The other is send them to the process that requested data.

The other is have the kernel send data or messages to an application for some reason.

The other is that an application queries the kernel for the list of existing processes and have it select a process ID and a handle for inter-process communication.

In each case, you must know who sends the data (another application, kernel, which device, scheduler, subsystem, etc...) and by which process it must be received.

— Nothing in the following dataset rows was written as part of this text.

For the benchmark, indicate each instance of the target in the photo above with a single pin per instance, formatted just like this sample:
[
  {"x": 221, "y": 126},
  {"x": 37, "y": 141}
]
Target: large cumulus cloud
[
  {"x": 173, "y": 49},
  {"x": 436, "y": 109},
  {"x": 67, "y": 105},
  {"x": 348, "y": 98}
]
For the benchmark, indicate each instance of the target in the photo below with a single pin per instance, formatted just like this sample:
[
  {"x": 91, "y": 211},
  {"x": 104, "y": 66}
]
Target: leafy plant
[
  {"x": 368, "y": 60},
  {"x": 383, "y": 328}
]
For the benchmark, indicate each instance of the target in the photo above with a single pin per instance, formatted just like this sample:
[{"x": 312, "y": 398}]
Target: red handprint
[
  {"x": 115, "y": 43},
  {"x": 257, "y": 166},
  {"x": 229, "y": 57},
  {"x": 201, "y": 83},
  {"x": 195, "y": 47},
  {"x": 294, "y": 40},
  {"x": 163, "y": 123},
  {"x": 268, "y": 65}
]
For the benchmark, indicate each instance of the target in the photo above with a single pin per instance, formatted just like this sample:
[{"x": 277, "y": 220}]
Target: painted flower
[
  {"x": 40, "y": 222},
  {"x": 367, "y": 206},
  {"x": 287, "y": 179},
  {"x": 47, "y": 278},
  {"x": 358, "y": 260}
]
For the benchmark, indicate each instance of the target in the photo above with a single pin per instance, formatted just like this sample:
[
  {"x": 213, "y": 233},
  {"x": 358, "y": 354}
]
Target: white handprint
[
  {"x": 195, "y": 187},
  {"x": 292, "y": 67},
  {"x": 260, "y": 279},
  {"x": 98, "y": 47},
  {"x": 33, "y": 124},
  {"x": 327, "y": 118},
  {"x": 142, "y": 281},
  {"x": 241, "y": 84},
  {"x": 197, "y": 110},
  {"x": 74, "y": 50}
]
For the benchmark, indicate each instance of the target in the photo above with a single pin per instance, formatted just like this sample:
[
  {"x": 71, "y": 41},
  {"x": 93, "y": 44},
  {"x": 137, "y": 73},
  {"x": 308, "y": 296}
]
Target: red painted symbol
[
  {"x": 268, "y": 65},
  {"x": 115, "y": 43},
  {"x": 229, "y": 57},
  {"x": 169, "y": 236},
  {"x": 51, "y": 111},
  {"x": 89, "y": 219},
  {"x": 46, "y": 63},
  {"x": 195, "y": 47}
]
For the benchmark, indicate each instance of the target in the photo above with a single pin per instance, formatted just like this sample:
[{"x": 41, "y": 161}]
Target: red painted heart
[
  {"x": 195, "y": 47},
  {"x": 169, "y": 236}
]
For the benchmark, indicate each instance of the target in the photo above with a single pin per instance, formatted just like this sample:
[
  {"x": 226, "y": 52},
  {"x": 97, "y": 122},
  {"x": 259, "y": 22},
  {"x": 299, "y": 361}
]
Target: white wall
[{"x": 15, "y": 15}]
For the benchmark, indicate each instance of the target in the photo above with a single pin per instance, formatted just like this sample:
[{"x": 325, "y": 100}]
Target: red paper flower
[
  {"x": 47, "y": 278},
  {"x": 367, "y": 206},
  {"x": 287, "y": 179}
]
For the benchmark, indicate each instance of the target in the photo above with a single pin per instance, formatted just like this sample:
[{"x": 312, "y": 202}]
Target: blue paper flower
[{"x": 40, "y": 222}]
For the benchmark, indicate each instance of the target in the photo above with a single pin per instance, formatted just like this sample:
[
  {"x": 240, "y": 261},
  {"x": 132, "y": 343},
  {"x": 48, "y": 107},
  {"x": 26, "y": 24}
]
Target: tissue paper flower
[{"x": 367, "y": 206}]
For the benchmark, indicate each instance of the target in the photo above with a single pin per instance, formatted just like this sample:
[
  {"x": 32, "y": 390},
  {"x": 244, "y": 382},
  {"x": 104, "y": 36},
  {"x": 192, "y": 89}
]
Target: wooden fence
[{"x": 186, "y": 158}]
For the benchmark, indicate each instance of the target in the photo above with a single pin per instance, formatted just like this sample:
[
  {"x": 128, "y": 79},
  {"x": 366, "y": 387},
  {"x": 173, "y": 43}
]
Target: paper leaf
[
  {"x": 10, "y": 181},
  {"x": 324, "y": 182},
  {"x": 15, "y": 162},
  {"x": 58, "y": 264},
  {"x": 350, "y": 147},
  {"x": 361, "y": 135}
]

You could have a message queue for the process and a protocol and an implementation criteria of how to send the messages. Usually for the keyboard, the messages go to the currently selected text console, and for the mouse they go to the application the mouse is moving over taking into account the 2D window or object area. For task scheduling you could reserve more CPU time slices to the currently selected window or console and also for background processes that have higher priority than the others. For devices you would have interrupts and DMA signal completion or requests to give or receive more data. You could accompany every command with a structure that indicates the ID of the process and the thread that initiated it so that you know where to send/receive the data (which application) and also whether to wake it and which one.

So you should have different input/output buffers depending on the services and APIs each application uses. The default buffers would be for keyboard, mouse, disk and network data, as well as some form of structure for storing or sending data from/to multimedia devices, and of course a virtual screen or a handle to the raw video memory. You would need to have all those structures for each process.

[ashishkumar4]

Yeah, thanks. Will see to it but after my final board exams.